Возможно, это была фальшивка, а может, действительно это был подлинный текст доклада Че Гевары, но удивительным образом пророчество этого текста сбылось буквально с точностью до одного года.
В девяностые годы вину за развал Советского Союза возлагали исключительно на две фигуры – Горбачева и Ельцина. В действительности высшее руководство компартии Советского Союза насквозь прогнило еще в хрущевские времена. Спустя годы, читая биографии высших партийных чиновников, я удивлялся, как людей с сомнительным происхождением, людей из семей репрессированных допускали до высших эшелонов власти, не было ли это сознательной диверсией советских спецслужб, руководители которой тоже мечтали о реставрации капитализма.
И в этом отношении Хрущев был ярким олицетворением внутреннего разложения компартии.
Пожалуй, единственное доброе деяние, связанное с именем Никиты Хрущева, – это амнистия политзаключенных, но вместе с ними на свободу были выпущены десятки тысяч коллаборационистов всех мастей – бывшие полицаи, власовцы, бендеровцы, каратели из латышских добровольческих бригад СС, эстонские и литовские националисты, сотрудничавшие с гитлеровскими оккупационными властями.
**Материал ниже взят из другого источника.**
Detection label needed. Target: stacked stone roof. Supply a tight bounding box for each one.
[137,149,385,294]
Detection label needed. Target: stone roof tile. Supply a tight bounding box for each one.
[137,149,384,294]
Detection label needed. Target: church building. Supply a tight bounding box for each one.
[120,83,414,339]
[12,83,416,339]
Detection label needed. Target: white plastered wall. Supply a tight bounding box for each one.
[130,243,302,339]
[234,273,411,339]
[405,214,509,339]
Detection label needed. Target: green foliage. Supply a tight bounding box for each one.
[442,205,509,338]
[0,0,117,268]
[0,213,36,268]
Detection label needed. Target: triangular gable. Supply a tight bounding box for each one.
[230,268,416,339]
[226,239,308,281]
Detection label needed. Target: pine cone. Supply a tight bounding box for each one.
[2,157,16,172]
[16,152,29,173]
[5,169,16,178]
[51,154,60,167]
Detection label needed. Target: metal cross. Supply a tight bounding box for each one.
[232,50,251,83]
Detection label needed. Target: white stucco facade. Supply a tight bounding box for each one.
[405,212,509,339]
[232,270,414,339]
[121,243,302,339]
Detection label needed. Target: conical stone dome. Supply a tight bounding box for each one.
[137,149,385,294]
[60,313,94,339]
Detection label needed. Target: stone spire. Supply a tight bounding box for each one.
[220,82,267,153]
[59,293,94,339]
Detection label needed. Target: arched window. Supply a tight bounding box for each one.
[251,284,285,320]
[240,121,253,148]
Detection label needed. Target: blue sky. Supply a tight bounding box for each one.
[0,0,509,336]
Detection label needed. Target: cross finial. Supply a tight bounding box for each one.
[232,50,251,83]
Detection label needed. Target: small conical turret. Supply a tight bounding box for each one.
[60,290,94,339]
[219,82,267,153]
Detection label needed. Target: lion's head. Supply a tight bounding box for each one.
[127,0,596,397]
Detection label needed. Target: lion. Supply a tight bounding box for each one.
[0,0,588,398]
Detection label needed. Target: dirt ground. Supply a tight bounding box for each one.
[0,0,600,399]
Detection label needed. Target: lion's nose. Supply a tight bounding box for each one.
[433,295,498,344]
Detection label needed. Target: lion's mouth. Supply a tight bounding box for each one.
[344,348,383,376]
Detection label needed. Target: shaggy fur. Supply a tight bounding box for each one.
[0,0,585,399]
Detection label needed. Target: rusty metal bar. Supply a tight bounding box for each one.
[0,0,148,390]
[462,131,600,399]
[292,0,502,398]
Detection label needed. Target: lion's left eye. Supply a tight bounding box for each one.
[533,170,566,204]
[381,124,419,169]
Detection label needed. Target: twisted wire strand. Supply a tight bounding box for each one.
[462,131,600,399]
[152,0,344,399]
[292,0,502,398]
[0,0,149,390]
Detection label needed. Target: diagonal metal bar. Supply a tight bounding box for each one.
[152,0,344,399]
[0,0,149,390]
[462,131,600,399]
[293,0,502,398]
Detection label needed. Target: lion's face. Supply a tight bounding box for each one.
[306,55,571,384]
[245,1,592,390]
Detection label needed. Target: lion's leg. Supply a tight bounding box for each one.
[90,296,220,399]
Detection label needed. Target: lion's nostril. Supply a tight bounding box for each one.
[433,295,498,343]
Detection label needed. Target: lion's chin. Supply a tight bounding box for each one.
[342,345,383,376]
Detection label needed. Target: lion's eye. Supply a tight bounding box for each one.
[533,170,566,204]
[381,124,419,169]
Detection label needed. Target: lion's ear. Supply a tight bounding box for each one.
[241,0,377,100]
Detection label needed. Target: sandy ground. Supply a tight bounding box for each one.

На Севере, где я тогда работал геологом, хрущевское время было временем жутких гонений на религиозных диссидентов, сосланных сюда еще в тридцатые годы. В начале пятидесятых годов они исправно трудились в лесопунктах и сельхозпредприятиях при различных спецучреждениях и, не привлекая к себе особенного внимания, проводили свои религиозные богослужения. Но в хрущевское время за них опять крепко взялись, начали понуждать ходить на выборы, лишали родительских прав, наиболее активных заключали в психоневрологические изоляторы, разрушали храмы, которые пережили гражданскую войну и суровые тридцатые годы. А потом на Север докатилась кукурузная кампания – снимали с должности агрономов, которые противились хрущевским директивам выращивать кукурузу в зоне рискованного земледелия.
Хрущев был мил лишь горстке интеллигентов из больших городов, которые эту жуткую эпоху назвали «оттепель». Для них это действительно было оттепелью, но для сотен и тысяч религиозных диссидентов это время даже по сравнению со сталинским периодом казалось суровыми сибирскими морозами.